# **Homework 5 - Visit the Wikipedia hyperlinks graph!**

In [1]:
from collections import defaultdict
import networkx as nx
import pandas as pd
import operator
import math
import os 
import json
import numpy as np
import functions as fn
import importlib
importlib.reload(fn)

<module 'functions' from 'C:\\Users\\user\\ADM\\hw5\\Hw5-Gr10-master\\functions.py'>

- We create a graph from the 'wiki-topcats-categories.txt' file. 
- From all categories, we will only take into account those with at least 3500 articles. 


In [2]:
G, cat_dict = fn.create_graph()

- Remove all nodes with no edges. 
- Re-check all categories have more than 3500 articles

In [3]:
#remove nodes with no edges and keep only categories with more than 3500 nodes
for c in cat_dict: 
    for nodes in cat_dict[c]: 
        if len(list(nx.neighbors(G,nodes))) == 0: 
            #G.remove_node(g)
            cat_dict[c].remove(nodes)            
cat_dict = {c: cat_dict[c] for c in cat_dict if len(cat_dict[c]) >= 3500}

cat_dict contains the category as key and the nodes as value

We have a directed graph. 
- Number of nodes:  $n$

In [5]:
G.number_of_nodes()

546237

- Number of edges: $m$

In [6]:
G.size()

2645247

- Average number of degree: $$ \frac{m}{n} $$

In [7]:
G.size() / G.number_of_nodes()

4.842672686031888

- Graph density:
$$\frac{m}{n(n-1)}$$

In [8]:
nx.density(G)

8.865531905681586e-06

## Shortest Path 

Our task here is to find the shortest path from C0 to Ci; where C0 is an input category and Ci is the rest of the categories. We have used Dijkstra's algorithm.

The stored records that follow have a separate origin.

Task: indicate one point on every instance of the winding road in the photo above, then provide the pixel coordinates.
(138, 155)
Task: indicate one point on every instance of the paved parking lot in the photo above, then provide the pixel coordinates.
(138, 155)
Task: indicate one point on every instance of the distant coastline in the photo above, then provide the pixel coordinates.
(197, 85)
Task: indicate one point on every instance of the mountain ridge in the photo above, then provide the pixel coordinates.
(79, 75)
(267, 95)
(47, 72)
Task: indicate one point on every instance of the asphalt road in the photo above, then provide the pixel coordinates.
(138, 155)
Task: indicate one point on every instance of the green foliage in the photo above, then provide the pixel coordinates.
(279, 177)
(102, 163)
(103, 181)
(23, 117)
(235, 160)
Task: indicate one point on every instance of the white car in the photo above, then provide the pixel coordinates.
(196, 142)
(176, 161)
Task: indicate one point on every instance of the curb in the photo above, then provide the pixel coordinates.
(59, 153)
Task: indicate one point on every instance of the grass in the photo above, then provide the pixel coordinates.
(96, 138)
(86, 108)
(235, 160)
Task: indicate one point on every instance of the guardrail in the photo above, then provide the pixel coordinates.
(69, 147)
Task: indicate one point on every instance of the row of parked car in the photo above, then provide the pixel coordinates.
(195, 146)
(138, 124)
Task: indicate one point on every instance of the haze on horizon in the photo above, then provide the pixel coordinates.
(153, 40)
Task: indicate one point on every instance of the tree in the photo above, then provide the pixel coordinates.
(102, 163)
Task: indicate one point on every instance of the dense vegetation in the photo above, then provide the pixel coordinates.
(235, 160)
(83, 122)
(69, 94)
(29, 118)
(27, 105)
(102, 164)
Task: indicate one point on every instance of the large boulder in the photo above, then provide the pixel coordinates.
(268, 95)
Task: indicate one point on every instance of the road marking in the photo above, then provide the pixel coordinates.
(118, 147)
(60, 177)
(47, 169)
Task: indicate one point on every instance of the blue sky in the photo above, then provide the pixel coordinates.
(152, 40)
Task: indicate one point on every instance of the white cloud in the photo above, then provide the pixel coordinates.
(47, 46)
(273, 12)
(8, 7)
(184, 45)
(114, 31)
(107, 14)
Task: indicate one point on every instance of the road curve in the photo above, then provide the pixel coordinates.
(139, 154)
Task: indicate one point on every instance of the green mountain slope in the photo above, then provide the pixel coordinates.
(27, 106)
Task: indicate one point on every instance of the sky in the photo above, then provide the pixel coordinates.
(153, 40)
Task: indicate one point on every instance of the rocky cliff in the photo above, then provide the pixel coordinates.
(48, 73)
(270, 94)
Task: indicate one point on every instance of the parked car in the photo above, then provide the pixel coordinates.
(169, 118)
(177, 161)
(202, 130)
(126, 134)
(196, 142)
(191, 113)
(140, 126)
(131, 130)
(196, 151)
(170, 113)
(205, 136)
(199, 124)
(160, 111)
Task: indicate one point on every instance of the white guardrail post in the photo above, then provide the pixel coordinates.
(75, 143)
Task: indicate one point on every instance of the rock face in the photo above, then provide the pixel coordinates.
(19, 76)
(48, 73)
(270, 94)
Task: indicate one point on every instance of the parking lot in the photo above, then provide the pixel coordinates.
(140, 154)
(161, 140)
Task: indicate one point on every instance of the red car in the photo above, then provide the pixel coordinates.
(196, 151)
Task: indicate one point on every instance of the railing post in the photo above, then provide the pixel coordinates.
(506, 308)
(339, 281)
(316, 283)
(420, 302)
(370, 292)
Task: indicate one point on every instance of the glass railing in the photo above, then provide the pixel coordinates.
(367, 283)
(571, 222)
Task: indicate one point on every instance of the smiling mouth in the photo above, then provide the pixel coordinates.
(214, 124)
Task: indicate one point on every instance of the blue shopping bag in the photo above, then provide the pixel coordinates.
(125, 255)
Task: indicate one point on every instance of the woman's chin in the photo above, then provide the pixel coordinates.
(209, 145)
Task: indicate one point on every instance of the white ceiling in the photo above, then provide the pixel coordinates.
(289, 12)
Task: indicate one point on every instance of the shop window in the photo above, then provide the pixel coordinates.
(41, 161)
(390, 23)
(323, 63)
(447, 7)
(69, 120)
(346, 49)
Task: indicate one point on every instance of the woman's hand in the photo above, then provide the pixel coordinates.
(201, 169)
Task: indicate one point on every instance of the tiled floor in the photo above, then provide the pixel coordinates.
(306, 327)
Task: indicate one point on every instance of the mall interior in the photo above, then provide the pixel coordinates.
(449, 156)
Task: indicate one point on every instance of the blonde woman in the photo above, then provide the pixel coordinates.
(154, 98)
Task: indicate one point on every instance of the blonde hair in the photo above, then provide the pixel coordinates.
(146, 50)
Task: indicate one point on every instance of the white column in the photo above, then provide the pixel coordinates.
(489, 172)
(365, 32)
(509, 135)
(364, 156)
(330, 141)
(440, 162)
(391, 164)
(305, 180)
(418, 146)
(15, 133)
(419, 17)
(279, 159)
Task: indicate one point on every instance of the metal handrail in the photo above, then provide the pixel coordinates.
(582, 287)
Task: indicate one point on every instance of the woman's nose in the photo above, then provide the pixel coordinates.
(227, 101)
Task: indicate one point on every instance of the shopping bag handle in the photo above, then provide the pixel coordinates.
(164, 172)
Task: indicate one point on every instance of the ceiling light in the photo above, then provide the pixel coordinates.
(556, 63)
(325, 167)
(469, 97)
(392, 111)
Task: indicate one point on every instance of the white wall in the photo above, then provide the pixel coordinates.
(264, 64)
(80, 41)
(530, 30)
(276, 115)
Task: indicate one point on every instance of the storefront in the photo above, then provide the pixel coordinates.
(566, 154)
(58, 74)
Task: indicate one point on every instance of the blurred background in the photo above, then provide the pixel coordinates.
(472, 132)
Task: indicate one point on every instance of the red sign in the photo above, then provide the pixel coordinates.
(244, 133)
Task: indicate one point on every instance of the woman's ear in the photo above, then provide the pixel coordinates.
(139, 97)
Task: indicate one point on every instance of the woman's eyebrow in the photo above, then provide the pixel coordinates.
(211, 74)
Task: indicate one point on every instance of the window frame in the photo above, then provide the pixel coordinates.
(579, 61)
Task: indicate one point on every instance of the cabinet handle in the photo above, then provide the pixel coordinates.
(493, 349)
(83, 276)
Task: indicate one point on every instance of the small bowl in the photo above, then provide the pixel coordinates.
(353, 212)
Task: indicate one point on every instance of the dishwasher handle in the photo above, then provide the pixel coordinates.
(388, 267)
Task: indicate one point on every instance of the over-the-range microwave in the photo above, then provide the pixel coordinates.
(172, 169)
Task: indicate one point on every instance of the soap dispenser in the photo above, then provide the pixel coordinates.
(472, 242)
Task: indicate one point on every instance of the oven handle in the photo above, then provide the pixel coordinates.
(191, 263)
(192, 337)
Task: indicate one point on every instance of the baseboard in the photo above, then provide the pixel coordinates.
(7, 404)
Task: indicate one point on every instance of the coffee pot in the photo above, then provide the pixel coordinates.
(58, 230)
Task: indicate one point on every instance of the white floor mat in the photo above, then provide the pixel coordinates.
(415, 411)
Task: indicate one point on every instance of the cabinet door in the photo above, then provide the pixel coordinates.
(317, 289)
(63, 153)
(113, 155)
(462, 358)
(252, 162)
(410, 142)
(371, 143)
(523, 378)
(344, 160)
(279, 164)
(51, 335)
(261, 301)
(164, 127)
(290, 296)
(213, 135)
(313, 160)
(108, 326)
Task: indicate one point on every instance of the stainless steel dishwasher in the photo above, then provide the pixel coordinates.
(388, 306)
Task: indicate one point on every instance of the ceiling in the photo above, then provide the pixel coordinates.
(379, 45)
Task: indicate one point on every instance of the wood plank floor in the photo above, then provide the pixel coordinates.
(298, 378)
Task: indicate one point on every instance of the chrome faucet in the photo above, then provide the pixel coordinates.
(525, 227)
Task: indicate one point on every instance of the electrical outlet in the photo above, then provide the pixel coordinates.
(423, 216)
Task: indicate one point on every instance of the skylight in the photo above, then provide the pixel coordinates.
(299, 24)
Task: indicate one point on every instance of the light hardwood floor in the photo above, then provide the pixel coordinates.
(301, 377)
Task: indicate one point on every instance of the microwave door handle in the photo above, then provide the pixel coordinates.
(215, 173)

Running the shortest path algorithm for all the nodes and categories takes too much time. Therefore we have selected a small portion of it to show how the algorithm works. 
- We will take into account 10 categories and 500 nodes from each. For maximum effect we have choosen nodes with high links. 

In [45]:
cat_ten = fn.ten_category(cat_dict)

In [23]:
with open('category_10.json')as f: 
    cat_ten = json.load(f)

An article may belong to multiple categories,
- If the article belongs to the input cateogry and other categories, it belongs to that input category
- Other wise it belongs to the category closest to the input category

The first category is considered as the input category

In [10]:
cat_ten = fn.remove_duplicates(cat_ten)

Set up for the shortest path algorithm. 

In [11]:
with open('category_10.json')as f: 
    cat_ten = json.load(f)
temp = []
for c in list(cat_ten.keys()): 
    temp.append(cat_ten[c])    
destination_nodes = []
for i in temp:
    for n in i: 
        destination_nodes.append(n)
initial_nodes = cat_ten['English_footballers']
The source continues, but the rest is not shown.